Escaping the tourist trap

The message's title read, "Stay Away!"

And it made for some interesting timing. Going against all principles, I'd decided to not only pay a visit to my hometown of Telluride, but to do it during the Bluegrass Festival. Searching online for a spare ticket for a friend, I stumbled into the Planet Bluegrass chat room. Once there, I couldn't help but double-click on "Stay Away! posted by Super Hippy."

Super Hippy advised me, "Please stay away from Telluride during Bluegrass. The promoters from out of town have consistently oversold this event for the last decade. The event is now detrimental to the town's fragile environment and true locals don't appreciate your company THAT much."

The town of my youth had already started working its charms, and the festival was still two weeks away. Having spent my entire childhood in that fragile environment, I used to take these kinds of things personally. But then again, I'm no longer a "true local." That became abundantly clear last winter, when a cigarette smoking 22-year-old woman emerged from the Floradora. She took one look at us and slurred, "Let me guess. You all are tourists, right," and giggled her way back into the bar.

Yes, I'm now what a groovy marketing guru might call a "day tripper:" a common tourist in town to hear some music, spend some time in the beer tent and pour some of my hard-earned into the vibrant Telluride cash cow. To be honest, I'm okay with it. When I eventually did roll into the beer tent, those "day tripper" clothes fit nicely. The festival had not been oversold; I don't believe I damaged the fragile environment of town park; and I even ran into a handful of "true locals," people who have lived there since the mid-1970s, and they seemed to genuinely appreciate my company. As an added plus, I didn't run into Super Hippy, Floradora or any of their hundreds of cousins. Still, their message did stick with me.

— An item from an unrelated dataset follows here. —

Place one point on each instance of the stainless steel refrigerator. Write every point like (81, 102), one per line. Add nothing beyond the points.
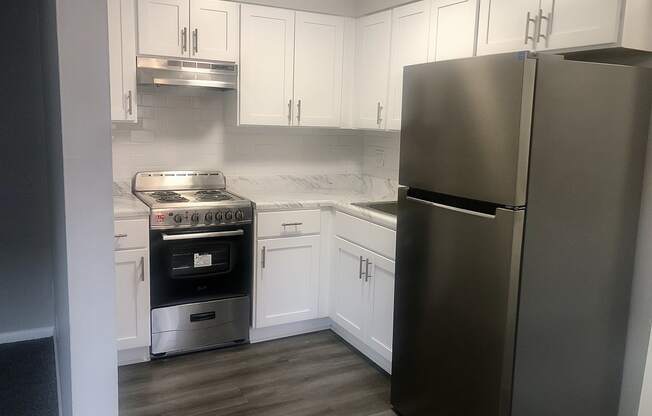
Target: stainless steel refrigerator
(516, 235)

After that weekend, I remembered all the years I'd spent in reveling Super Hippydom. As Telluride kids, we specialized in heckling tourists from the chairlift and providing faulty directions downtown. When Telluride Bluegrass rolled through town, we preyed on innocents, selling powdered lemonade disguised as fresh-squeezed by a couple sliced lemons. And any dust-covered car with Texas-plates always suffered greatly. Parked on the streets of Telluride for only a matter of minutes, cryptic writing would appear almost magically on the dusty surface: "Stay Away," "Go home," "Leave your daughters."

The Super Hippies of yesteryear, we were all a little insecure about our place in Telluride. We also felt like our little paradise had been invaded.

Last Monday and back in Durango, it was obvious that my little piece of paradise had been invaded. Leaving the office, I immediately descended into a sea of Bermuda shorts, cameras, lap dogs and cologne. That throng of tube socks and patriotic clothing barely crept up Main Avenue. With little time to spare, I started pinballing in and out of beer guts and baby strollers. The strategy worked for half a block, but then I came upon a family of six stopped dead in front of the window of a T-shirt shop. I cleared my throat in an effort to get their attention. They showed no signs of life and stared on slack jawed. A second attempt was also futile, and as the lap-dogs and strollers closed in, I briefly considered exploding in a Super Hippy Supernova.

Instead, I uttered a few polite pardons and they happily opened the way. You see, I also saw something other than loafers and Chihuahuas on Monday, something my friends Floradora, Super Hippy and my younger self never grasped (or never had to). Floating around on Main Avenue that day and the next were mortgage payments, college tuitions, car payments, food bills and more than enough cash to cover three days in the beer tent next year in Telluride.